Qadir and his colleagues estimated the cost of crop losses from salinization by reviewing more than 20 studies from Australia, India, Pakistan, Spain, Central Asia and the United States, published over the last two decades. They found that about 7.7 square miles of land in arid and semi-arid parts of the world is lost to salinization every day. Today some 240,000 square miles—an area about the size of France—have become degraded by salt. In some areas, salinization can affect half or more of irrigated farm fields.

Crop production is hit hard on these lands. In the Indus Valley of Pakistan, for instance, salinization causes an average decline in rice production of 48 percent, compared to normal soils in the same region. For wheat, that figure is 32 percent. Salty soils also cause losses of around $750 million annually in the Colorado River basin, an arid region of the U.S. Southwest.

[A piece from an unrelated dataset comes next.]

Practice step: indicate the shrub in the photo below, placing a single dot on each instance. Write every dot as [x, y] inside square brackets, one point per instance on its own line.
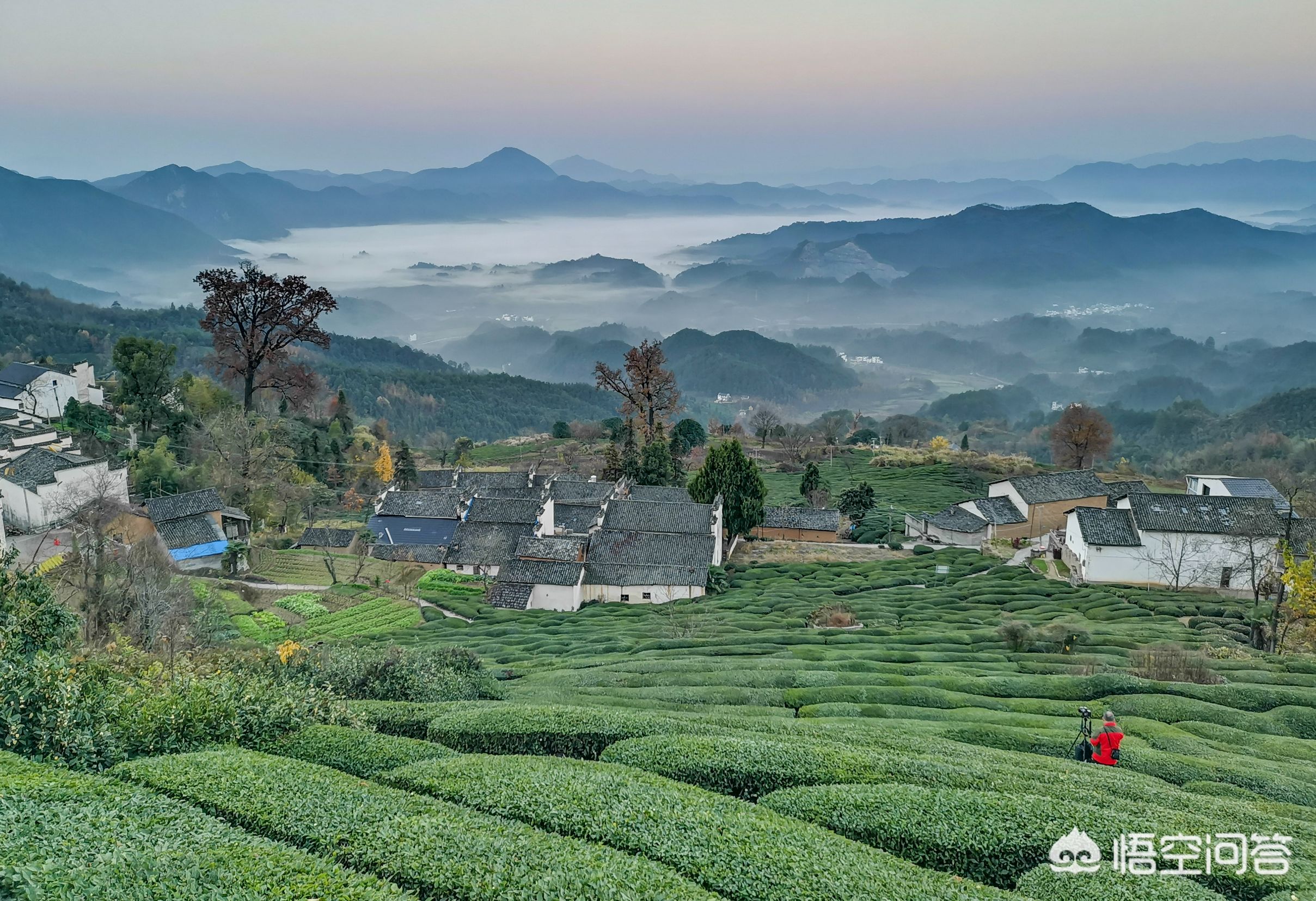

“In addition to economic cost from crop yield losses, there are other cost implications,” Qadir says. These include employment losses, increases in human and animal health problems and losses in property values of farms with degraded land. There could be associated environmental costs as well, because degraded soils don’t store as much atmospheric carbon dioxide, leaving more of the greenhouse gas to contribute to climate change. The total cost of salt degradation, therefore, could be quite a bit higher than the most recent estimate.

Salt damage can be reversed through measures such as tree planting, crop rotation using salt-tolerant plants and implementing drainage around fields. Such activities can be expensive and take years, but the cost of doing nothing and letting lands continue to degrade is worse, the researchers argue. “With the need to provide more food, feed, and fiber to an expanding population, and little new productive land available, there will be a need for productivity enhancement of salt-affected lands in irrigated areas,” they write.

On a cautiously hopeful note, Qadir adds that the issue is reaching the ears of policy makers: “Amid food security concerns, scarcity of new productive land close to irrigated areas and continued salt-induced land degradation have put productivity enhancement of salt-affected lands back on the political agenda,” he says. “These lands are a valuable resource that cannot be neglected.”